Nel 1975 ero un quasi ex-teenager che al di fuori dell’hard rock e del blues accettava pochissime eccezioni. Una potete immaginare facilmente quale fosse, se mi conoscete. Però devo ammettere che la bellezza dei sessanta appena finiti e la meraviglia di quegli anni settanta mi spingeva a ricercare tutte quelle tracce di una storia coloratissima di cui, per forza di cose, mi ero sicuramente perso molti segnali.
Cerchiamo di essere onesti fin da subito : io sono fermamente convinto che non esistano i tuttologi in musica. Chi abbia il coraggio di sentirsi tale mente a se stesso e a chi lo stia ad ascoltare. La musica popolare ha così tante sfaccettature e mescolanze, radici e deviazioni che non solo non è possibile fisicamente riuscire a stargli dietro…nemmeno dedicandogli la propria vita per intero…ma non è neppure possibile saperle gustare ed approfondirle, imparando anche ad amarle tutte. Non mi fate fare nomi, sarebbe sgradevole, ma avrei parecchi esempi da elencarvi e non mi parrebbe carino mettermi a polemizzare in modo da dar vita a una faida senza più fine.
Perché chi si sente tuttologo, non solo spazia dai Beatles a Davis, dalla Bonzo Dog Band ai Voivod, da Hawkwind a Bathory, a Coltrane, a Simon e Dylan con la medesima naturalezza con cui ordina un caffè al bar, ma è pure convinto di poterne dare giudizi trancianti, magari avendo trent’anni appena compiuti o pensando di essere una fonte certa solo perché si è avuto il coraggio infame di lordare pagine web con sedicenti enciclopedie di riferimento… dai, che con un po’ di sforzo, senza far nomi, ci potete arrivare da soli…
Così, vi dicevo, ero e resto assolutamente consapevole che, nonostante una età non più verde, ed avendo avuto la fortuna di crescere ed essere influenzato dalla musica più bella del mondo, quella della mia generazione, ho la certezza di essermi perso ugualmente molto. E qualsiasi tentativo io possa continuare a fare per eliminare certi vuoti, non riuscirò mai…in tempo… a colmarli. Ma torniamo a quel 1975.

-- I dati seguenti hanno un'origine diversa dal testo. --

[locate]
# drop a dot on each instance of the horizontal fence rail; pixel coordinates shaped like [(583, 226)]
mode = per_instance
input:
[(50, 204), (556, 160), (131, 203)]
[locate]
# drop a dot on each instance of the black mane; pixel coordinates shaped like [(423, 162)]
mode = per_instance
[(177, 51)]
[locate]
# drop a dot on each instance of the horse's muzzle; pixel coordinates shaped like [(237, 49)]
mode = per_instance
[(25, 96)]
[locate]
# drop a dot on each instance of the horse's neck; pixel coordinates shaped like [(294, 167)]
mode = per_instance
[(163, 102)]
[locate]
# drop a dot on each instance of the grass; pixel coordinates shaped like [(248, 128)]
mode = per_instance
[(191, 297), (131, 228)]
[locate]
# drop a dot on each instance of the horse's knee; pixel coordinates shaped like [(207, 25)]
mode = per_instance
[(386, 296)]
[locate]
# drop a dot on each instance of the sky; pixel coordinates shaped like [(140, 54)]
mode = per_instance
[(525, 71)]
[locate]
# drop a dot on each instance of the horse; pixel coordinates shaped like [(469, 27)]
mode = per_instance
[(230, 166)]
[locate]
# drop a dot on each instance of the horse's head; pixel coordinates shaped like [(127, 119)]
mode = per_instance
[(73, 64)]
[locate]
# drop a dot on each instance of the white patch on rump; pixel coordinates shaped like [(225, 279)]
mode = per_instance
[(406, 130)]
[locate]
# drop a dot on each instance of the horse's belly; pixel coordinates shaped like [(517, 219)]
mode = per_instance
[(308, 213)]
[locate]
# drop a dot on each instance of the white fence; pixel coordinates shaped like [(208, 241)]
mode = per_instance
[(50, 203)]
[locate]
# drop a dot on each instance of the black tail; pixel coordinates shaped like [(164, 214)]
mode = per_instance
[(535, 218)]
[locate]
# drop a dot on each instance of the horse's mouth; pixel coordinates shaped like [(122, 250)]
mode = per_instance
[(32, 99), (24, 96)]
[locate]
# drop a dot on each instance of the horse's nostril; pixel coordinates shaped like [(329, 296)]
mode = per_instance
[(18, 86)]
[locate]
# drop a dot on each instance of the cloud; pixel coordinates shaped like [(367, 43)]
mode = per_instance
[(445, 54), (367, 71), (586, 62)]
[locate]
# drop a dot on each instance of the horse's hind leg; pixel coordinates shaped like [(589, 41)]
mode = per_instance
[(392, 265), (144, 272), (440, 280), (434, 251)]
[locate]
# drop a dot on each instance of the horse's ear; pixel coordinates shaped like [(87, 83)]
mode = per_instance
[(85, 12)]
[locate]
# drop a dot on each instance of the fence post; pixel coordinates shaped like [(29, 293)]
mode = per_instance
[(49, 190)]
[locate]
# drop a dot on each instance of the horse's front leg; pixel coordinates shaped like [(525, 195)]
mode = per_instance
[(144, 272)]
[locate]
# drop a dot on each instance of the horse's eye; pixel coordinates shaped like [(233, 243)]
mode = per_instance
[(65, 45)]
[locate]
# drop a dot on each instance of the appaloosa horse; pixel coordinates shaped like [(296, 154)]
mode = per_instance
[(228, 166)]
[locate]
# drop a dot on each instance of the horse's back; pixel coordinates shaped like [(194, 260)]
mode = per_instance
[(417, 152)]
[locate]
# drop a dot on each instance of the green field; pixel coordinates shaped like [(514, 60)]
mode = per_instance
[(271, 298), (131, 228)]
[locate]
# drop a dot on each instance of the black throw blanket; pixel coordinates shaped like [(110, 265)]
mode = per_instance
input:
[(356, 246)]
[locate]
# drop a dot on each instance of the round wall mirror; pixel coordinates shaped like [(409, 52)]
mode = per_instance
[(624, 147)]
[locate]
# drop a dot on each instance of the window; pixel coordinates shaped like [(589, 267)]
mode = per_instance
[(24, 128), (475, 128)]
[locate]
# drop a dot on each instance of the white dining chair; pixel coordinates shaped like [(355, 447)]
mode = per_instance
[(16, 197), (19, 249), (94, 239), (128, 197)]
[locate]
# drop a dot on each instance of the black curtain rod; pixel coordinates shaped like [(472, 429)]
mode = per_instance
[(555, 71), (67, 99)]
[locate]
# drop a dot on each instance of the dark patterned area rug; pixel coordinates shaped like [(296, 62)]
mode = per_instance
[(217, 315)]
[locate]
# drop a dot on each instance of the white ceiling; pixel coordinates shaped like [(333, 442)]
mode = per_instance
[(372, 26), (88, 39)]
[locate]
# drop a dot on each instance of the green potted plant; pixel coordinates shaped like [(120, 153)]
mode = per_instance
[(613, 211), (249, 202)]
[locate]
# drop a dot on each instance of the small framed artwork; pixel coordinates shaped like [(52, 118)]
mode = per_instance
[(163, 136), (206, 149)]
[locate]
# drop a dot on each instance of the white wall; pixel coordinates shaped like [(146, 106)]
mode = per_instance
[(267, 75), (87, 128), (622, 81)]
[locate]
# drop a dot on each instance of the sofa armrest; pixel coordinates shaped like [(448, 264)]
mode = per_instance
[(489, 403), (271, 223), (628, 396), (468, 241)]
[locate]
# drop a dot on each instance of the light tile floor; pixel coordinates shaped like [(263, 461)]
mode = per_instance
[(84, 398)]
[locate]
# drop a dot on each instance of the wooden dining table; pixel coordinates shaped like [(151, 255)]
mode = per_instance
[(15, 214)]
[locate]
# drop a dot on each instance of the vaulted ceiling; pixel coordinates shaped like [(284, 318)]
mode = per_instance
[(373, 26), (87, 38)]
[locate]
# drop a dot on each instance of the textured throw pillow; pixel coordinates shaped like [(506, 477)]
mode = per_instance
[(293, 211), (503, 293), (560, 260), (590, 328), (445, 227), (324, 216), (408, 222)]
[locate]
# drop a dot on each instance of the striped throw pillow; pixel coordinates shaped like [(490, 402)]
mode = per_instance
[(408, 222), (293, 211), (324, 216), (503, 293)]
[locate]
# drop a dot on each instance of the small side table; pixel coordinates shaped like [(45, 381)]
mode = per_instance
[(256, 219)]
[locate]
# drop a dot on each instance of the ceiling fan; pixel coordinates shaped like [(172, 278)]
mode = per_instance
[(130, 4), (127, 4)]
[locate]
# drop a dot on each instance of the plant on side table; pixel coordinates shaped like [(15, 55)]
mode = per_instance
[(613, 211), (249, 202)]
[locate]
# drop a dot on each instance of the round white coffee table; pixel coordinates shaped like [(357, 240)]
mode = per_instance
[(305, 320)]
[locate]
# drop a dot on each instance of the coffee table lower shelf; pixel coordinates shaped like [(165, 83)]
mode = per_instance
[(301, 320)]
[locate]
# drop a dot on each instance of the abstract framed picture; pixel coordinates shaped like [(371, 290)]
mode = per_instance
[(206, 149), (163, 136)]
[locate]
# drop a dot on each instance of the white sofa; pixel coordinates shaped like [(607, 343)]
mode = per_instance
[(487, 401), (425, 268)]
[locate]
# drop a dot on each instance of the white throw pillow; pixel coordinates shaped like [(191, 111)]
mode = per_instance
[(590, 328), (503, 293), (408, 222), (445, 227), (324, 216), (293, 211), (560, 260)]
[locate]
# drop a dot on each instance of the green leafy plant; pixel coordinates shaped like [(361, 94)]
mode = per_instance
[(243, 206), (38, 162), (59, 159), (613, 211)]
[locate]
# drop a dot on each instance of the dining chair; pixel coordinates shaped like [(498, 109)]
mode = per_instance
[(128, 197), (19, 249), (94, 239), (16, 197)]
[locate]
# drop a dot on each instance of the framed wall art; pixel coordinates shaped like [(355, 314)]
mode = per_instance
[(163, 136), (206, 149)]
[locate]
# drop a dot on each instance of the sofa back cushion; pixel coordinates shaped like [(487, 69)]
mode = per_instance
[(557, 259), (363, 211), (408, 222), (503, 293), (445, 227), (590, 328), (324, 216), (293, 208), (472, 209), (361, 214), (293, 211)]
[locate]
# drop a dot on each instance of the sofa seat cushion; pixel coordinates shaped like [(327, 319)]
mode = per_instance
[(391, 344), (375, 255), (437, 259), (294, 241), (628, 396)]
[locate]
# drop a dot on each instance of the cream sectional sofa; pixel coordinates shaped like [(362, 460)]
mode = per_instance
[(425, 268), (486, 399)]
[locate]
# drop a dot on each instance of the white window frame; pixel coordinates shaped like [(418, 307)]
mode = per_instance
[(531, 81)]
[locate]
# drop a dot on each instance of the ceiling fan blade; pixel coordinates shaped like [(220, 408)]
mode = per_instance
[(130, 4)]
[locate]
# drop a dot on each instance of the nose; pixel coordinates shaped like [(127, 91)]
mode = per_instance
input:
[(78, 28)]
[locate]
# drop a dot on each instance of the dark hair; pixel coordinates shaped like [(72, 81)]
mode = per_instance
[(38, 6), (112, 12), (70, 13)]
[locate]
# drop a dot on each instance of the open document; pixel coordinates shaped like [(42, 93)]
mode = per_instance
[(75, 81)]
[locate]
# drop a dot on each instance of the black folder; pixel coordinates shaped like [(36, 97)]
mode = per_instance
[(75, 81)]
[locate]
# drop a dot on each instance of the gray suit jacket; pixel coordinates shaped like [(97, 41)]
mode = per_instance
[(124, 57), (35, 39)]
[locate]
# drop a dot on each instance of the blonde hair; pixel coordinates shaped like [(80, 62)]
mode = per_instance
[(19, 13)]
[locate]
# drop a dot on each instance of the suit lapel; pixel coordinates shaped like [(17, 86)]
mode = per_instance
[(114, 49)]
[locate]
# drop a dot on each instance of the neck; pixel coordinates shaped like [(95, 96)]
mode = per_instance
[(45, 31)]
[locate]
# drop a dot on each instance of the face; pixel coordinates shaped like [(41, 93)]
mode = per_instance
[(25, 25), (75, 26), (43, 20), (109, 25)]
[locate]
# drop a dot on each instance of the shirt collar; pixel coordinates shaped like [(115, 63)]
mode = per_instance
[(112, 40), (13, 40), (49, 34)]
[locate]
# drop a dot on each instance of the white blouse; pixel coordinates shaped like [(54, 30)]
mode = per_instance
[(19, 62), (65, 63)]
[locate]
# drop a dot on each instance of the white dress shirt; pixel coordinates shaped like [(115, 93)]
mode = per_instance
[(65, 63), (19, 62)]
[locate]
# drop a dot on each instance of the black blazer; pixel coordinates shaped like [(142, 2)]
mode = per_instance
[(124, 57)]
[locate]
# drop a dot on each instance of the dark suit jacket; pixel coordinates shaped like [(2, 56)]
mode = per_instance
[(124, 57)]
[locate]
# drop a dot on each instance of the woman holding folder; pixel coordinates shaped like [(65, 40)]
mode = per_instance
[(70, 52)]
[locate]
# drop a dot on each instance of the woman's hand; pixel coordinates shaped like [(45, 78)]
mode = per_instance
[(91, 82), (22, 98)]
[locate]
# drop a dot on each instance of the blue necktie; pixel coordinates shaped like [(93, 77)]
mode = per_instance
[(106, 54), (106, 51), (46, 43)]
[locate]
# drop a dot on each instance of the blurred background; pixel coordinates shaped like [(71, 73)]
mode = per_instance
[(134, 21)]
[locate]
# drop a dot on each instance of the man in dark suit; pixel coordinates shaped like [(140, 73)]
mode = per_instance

Ricordo perfettamente che passando davanti alla vetrina di un negozio della mia città che rappresentava una tappa obbligatoria e quotidiana per sbavare davanti alle mille cose che sfoggiava dietro un centimetro di vetro infrangibile, venni colpito da un cofanetto che vantava un titolo ed una immagine per me affascinante : Electric Muse, The story of folk into rock. Il disegno di copertina era quanto di più stimolante per chi aveva voglia di…andare oltre. Su un ponticello immaginari menestrelli medioevali, carri in legno, dame campagnole attraversavano suonando strumenti d’epoca. Nell’acqua del fiumiciattolo le loro immagini riflesse erano rappresentate da musicisti rock che con strumenti e vestiti moderni ne riprendevano le movenze, a testimoniare che le radici folk erano speculari a quelle rock che io stavo vivendo.
I nomi di alcuni musicisti contenuti nella raccolta mi erano noti, alcuni sconosciuti erano e sconosciuti restano a distanza di 46 anni, a riprova che nonostante la buona volontà, difficile resta conoscere e approfondire tutto. Ricordo che pagai quel box di quattro dischi 12500 lire, che recuperai con difficoltà dopo essermi assicurato che i miei sforzi trovassero ancora quell’unica copia lì, in vetrina ad attendermi. L’ascolto fu però un delusione. I miei gusti erano ancora troppo rozzi e poco propensi a seguire l’evoluzione che dal folk irlandese, celtico, scozzese portava ai Fairport Convention o ai Traffic, ma giuro che provai, provai a lungo. Poi misi da parte quel cofanetto per molti anni. Ogni tanto un nome riaffiorava, o un altro ne incontravo per strada ed andavo a sbirciare dentro al libretto interno, alle sue note, alla musica.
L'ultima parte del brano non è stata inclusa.